Create a custom thrift protocol to ensure client/server compatibility #5398

DomGarguilo · 2025-03-11T20:06:46Z

Addresses #5390

DomGarguilo · 2025-03-11T20:08:26Z

Created this in draft since, for now, it only addresses the task outlined in the ticket:

create a custom protocol with the versioning information stored in a header and checks on the server side to validate it

I'm not sure if any of the other proposed tasks should be added here or as follow-on PRs.

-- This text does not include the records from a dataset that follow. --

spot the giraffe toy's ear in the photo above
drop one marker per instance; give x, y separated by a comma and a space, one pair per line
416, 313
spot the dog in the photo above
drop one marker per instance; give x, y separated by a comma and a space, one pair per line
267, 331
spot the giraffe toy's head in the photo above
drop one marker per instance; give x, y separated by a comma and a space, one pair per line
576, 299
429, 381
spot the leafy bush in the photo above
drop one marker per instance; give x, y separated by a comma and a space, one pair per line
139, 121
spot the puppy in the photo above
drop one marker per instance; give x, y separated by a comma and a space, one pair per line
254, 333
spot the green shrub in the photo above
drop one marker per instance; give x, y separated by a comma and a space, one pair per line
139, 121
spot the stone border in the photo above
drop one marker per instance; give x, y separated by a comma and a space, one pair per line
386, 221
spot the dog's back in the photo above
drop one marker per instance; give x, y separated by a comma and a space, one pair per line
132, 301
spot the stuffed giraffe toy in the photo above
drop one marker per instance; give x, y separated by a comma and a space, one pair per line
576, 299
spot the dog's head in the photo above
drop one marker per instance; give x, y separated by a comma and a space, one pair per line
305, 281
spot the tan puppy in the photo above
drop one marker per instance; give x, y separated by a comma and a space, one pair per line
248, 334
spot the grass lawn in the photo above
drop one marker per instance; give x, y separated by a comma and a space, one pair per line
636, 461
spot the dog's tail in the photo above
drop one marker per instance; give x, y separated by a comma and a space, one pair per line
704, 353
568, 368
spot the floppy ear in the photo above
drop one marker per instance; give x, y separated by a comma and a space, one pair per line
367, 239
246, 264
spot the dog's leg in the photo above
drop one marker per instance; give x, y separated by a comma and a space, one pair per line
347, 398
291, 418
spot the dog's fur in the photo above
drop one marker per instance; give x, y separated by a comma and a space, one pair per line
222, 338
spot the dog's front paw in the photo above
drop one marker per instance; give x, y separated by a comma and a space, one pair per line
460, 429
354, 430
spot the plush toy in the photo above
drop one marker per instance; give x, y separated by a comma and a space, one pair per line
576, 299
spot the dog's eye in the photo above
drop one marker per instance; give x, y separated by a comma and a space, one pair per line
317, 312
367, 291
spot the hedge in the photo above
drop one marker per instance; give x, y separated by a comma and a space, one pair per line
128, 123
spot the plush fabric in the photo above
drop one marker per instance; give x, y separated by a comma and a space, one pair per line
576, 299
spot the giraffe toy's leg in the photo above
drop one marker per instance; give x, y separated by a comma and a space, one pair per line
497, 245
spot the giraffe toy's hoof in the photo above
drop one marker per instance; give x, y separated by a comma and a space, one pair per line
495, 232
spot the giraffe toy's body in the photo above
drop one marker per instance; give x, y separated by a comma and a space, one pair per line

keith-turner · 2025-03-11T23:29:52Z

core/src/main/java/org/apache/accumulo/core/rpc/AccumuloProtocolFactory.java

+  public static class AccumuloProtocol extends TCompactProtocol {
+
+    private static final int MAGIC_NUMBER = 0x41434355; // "ACCU" in ASCII
+    private static final byte PROTOCOL_VERSION = 1;


Should probably add a comment to AccumuloDataVersion.CURRENT_VERSION that references this and mentions that when changing CURRENT_VERSION may also need to change this.

I was wondering about that... whether the protocol version should be independent, so we can version the serialization format of the protocol header.

We will probably want to include the AccumuloDataVersion.CURRENT_VERSION in the protocol header directly, though. We could also include the actual Accumulo release version in here, too (major.minor.patch; e.g. 4.0.0). I think to verify, we'd probably want to ensure the same major and same minor version, if we want to be even more restrictive than the data version. We really shouldn't have Accumulo servers or clients/servers talking across major.minor versions (different patch releases are okay, and is important for rolling upgrades).

I left it separate for now just in case we wanted to have multiple protocol versions able to talk to each other but am not sure about that.

The data version and protocol version definitely seem related but I'm not sure how closely tied we want to have those versions.

I think the protocol version can be independently numbered, not connected to the data version. I think it's sufficient to check the Accumulo version (Constants.VERSION) major.minor. We don't need to use the data version in here at all. The protocol version is the version of the RPC protocol... the data version is the version of the data persisted in ZK and HDFS... and the Accumulo version is the overall version of the software. Only the RPC protocol version and the Accumulo version are relevant here.

core/src/main/java/org/apache/accumulo/core/rpc/AccumuloProtocolFactory.java

ctubbsii

I'm not sure if we actually need to distinguish between client and server for the spans.

core/src/main/java/org/apache/accumulo/core/rpc/AccumuloProtocolFactory.java

DomGarguilo · 2025-03-17T20:57:30Z

Marking this as ready for review. I tried to address the following two suggestions from the ticket:

Primarily, create a custom protocol with the versioning information stored in a header and checks on the server side to validate it, then

Secondarily, simplify the thrift APIs by adding tracing info to the protocol header

There are a lot of changed files in this PR since I had to update the thrift code. There are also a lot of places where the only change is the removal of the TInfo object as the first param in a method call which was a trivial change. Hopefully that helps skip/skim over portions of the diff while reviewing.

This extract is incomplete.